Contributions to UK pension plans have doubled over recent years. However, this increase in contributions has been insufficient to compensate for a combination of falling bond yields, increasing life expectancy and poor equity performance, Aon said.
Commenting on the analysis Andrew Claringbold of Aon Consulting in the UK said, “The fall in bond yields has had more of an impact in the UK than in the US. This is because benefits for most leavers and retirees in the UK have to be increased each year in line with the retail price index. Therefore, the amount of money required in the pension plan to meet these benefits is more susceptible to longer-term interest rates. This is not a standard pension requirement in the US.
“Even though most large US plans are well funded, a significant number have recently looked to address funding concerns by making contributions well in excess of their minimum required contribution levels, increasing the funded status both of those specific plans, and of the group as a whole,” Brad Klinck of Aon Consulting in the US, said in the news release.

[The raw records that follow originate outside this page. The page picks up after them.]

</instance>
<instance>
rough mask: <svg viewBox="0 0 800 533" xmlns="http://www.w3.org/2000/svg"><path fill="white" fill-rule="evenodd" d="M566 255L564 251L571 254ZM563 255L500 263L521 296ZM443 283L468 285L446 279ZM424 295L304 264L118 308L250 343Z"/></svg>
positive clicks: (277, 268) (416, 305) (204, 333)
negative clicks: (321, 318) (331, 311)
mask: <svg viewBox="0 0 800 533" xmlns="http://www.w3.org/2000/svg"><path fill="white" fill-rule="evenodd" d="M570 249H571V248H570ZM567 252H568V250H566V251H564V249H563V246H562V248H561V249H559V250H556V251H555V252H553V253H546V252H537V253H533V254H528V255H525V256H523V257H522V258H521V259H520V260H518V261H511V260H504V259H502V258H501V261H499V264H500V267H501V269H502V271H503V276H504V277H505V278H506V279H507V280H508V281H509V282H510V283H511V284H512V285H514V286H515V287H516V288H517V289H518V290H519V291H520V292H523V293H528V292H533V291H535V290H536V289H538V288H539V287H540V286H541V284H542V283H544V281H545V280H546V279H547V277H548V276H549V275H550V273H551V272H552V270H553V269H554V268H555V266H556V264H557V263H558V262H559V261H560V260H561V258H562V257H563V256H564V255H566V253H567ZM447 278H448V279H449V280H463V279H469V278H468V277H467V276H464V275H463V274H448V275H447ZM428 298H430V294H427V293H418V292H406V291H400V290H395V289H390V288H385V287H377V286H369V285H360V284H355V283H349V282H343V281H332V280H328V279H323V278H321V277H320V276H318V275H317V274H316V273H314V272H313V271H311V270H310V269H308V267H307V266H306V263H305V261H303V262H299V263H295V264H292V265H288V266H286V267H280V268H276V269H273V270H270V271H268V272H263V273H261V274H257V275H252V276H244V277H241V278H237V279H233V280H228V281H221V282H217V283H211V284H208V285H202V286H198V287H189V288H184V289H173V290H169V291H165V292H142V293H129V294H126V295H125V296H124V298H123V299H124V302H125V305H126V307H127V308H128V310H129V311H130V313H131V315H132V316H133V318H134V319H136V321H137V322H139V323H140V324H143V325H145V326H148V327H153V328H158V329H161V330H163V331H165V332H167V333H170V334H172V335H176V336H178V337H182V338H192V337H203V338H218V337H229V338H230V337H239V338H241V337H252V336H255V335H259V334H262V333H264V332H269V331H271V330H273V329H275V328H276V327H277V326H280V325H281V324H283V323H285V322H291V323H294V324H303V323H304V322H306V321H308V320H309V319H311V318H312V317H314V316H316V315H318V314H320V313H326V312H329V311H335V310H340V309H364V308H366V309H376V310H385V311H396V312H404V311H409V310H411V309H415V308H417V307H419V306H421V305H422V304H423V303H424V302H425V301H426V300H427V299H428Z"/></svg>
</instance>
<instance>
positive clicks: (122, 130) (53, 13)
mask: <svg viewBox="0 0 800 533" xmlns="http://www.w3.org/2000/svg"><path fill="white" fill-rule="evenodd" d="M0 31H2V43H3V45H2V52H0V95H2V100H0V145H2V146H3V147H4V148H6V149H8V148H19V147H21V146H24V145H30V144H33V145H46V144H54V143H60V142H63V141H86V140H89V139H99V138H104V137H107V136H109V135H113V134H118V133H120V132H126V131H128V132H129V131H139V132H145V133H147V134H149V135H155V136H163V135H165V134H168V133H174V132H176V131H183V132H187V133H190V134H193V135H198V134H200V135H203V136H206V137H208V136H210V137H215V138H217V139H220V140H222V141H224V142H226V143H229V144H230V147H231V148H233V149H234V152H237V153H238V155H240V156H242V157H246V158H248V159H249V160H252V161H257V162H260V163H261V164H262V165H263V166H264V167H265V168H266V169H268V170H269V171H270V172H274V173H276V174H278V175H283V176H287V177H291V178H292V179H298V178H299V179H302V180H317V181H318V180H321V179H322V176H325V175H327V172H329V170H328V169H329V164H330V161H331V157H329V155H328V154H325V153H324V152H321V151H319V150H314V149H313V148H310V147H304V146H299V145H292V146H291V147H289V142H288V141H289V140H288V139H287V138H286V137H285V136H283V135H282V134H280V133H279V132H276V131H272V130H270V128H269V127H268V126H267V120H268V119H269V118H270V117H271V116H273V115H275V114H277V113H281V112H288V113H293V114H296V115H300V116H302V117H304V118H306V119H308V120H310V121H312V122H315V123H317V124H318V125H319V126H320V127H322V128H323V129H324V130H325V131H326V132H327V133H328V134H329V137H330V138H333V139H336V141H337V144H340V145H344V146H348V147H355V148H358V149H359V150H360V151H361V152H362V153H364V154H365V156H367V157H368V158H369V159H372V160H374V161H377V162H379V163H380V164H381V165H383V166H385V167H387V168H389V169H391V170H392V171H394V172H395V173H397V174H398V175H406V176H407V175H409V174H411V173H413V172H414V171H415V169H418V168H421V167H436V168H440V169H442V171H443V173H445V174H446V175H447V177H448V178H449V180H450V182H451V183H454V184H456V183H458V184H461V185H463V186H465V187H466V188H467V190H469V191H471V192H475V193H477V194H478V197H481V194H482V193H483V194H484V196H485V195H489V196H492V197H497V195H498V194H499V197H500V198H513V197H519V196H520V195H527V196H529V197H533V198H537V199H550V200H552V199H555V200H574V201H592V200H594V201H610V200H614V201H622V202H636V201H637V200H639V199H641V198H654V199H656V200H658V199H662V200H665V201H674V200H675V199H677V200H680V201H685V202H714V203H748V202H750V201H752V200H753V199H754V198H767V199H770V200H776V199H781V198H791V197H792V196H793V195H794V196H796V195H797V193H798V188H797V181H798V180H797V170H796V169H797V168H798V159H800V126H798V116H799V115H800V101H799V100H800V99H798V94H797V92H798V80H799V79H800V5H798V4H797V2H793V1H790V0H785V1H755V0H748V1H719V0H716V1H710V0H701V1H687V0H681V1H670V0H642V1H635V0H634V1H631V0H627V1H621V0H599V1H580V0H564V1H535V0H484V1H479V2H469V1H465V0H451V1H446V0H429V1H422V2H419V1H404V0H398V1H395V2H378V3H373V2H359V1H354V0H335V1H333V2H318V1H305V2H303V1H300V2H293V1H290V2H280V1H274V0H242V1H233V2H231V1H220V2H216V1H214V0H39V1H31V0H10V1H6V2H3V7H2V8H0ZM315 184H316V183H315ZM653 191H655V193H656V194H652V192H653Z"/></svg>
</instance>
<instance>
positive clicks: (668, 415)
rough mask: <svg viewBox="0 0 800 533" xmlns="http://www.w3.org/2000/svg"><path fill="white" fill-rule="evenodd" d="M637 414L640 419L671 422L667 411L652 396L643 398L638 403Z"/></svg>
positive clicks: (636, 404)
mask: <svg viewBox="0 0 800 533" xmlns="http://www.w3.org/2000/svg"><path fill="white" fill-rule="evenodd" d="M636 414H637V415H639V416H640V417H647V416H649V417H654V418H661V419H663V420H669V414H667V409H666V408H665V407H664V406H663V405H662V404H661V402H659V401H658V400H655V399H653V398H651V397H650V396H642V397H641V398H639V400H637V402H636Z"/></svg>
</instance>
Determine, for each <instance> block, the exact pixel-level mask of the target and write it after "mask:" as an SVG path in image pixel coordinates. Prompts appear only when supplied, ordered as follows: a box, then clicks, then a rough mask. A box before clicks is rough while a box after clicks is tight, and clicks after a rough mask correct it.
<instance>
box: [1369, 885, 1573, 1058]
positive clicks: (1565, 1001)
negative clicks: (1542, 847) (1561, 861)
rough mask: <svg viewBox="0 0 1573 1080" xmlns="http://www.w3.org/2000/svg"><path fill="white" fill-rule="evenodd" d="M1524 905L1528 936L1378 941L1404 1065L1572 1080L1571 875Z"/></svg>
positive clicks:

NOTE REGARDING SURVEY DATA FROM THE PRESS RELEASE: The Aon Consulting research compares pension information data for US companies (using FAS87 accounting rules) with similar data for UK companies (using FRS17 accounting rules). Assets are measured on a market value basis in both countries. While FAS 87 allows the use of a “smoothed” asset value for purposes of calculating the annual pension expense, we used market value in all calculations. Liabilities are measured using the projected unit credit method with a discount rate based on current high-quality corporate bonds in both countries. Therefore, in theory the liabilities are comparable between the countries.